Some critics have, however, said any piecemeal approach towards reforming the currency regime without necessarily dealing with the underlying structural imbalances would only create more distortions in the market.
Economist Mr Brains Muchemwa, who is also founder and managing director of Oxylink Capital, said the big RTGS balances in the market cannot be easily sterilised through open market operations, neither will the proposed austerity measures be implemented in full in the face of rising inflation.
“Therefore, floating the exchange rate is the only lever to optimise consumption and allocate resources efficiently in order for the economy to preserve jobs and attract fresh capital at a time the Government has been scouting for fresh investment under the ‘Zimbabwe is open for business’ drive,” said Mr Muchemwa.

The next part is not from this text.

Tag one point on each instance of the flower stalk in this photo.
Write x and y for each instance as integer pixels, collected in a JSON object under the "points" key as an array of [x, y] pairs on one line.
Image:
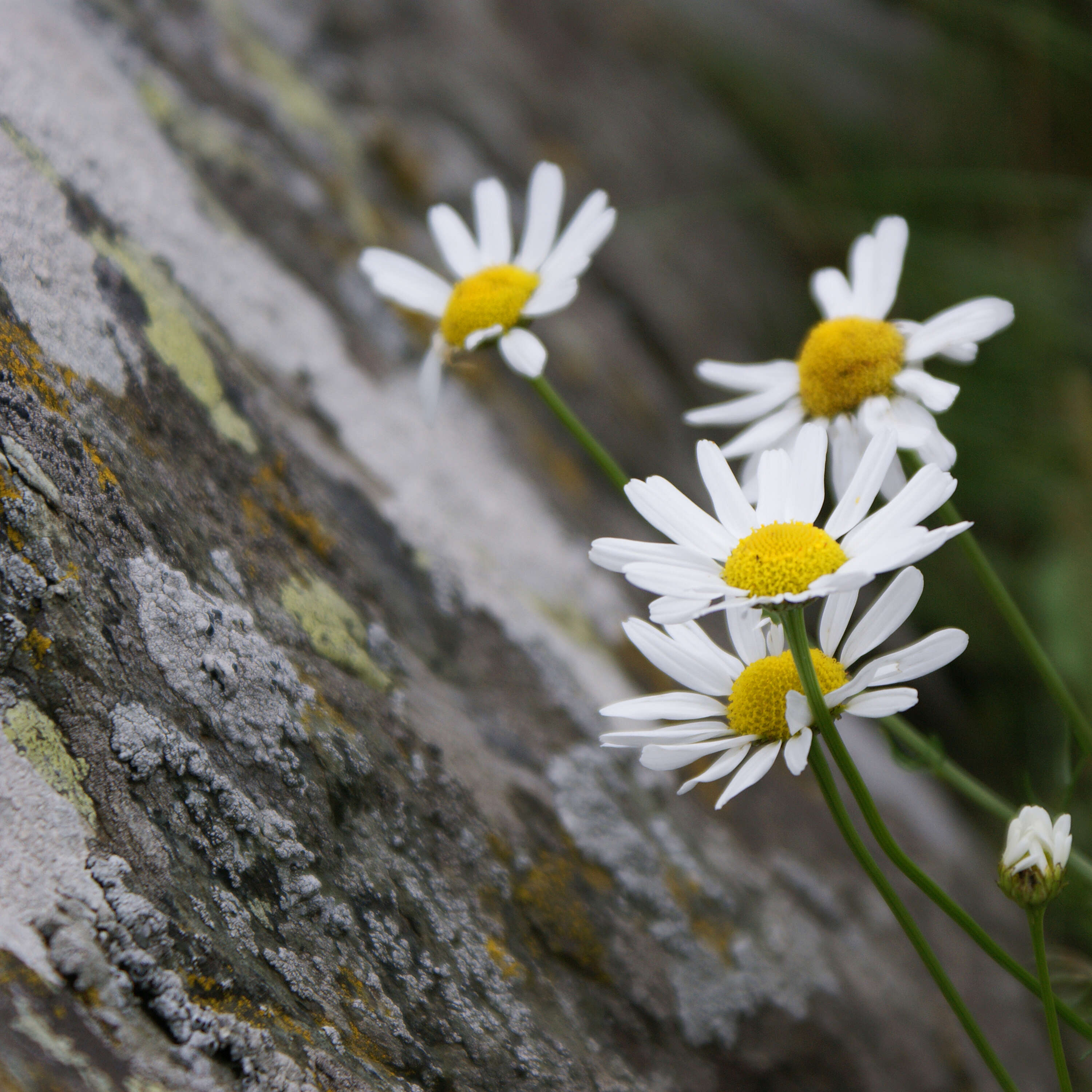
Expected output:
{"points": [[829, 790], [1015, 620], [1036, 915], [933, 757], [796, 636], [600, 456]]}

Dr Gift Mugano said while keeping the exchange at par was not ideal under normal circumstances, maintaining the bond note and RTGS at par with the United States dollar was the “best Zimbabwe can have given its current situation”.
“If we float on the back of foreign currency shortages in this economy, the rate will shoot up. This will result in serious erosion on savings and pensions.
“Workers will demand salary increases. How many companies are going to get cash flows to meet salary increments? Floating the exchange rate is not a desirable situation because the economy will certainly crash.
“Probably it is critical for those calling for the floating of the exchange rate to do a cost-benefit analysis so that there is robust, comprehensive and undisputed evidence that support their position.
“What we need to see from the Government is robust implementation of its policies so that it can build confidence,” said Dr Mugano.
While the official exchange rate between the US dollar and the bond note or RTGS has remained at par, analysts say the separation of the FCA/Nostro and FCA/RTGS accounts was an admission by the monetary authorities that the RTGS balances were not equal in value to the dollar. Following the announcement on the separation of the accounts by the central bank, the rates went up by as much as 500 percent on the black market, but have since settled at around 350 percent.
As such, some economists argue that any effort to liberalise RTGS and US dollar accounts or rates will be tragic as account holders will move all their excess RTGS balances into the market, which will result in a skyrocketing exchange rate and an inflation spiral.
RBZ Governor Dr John Mangudya was not available for comment by the time of going to Press.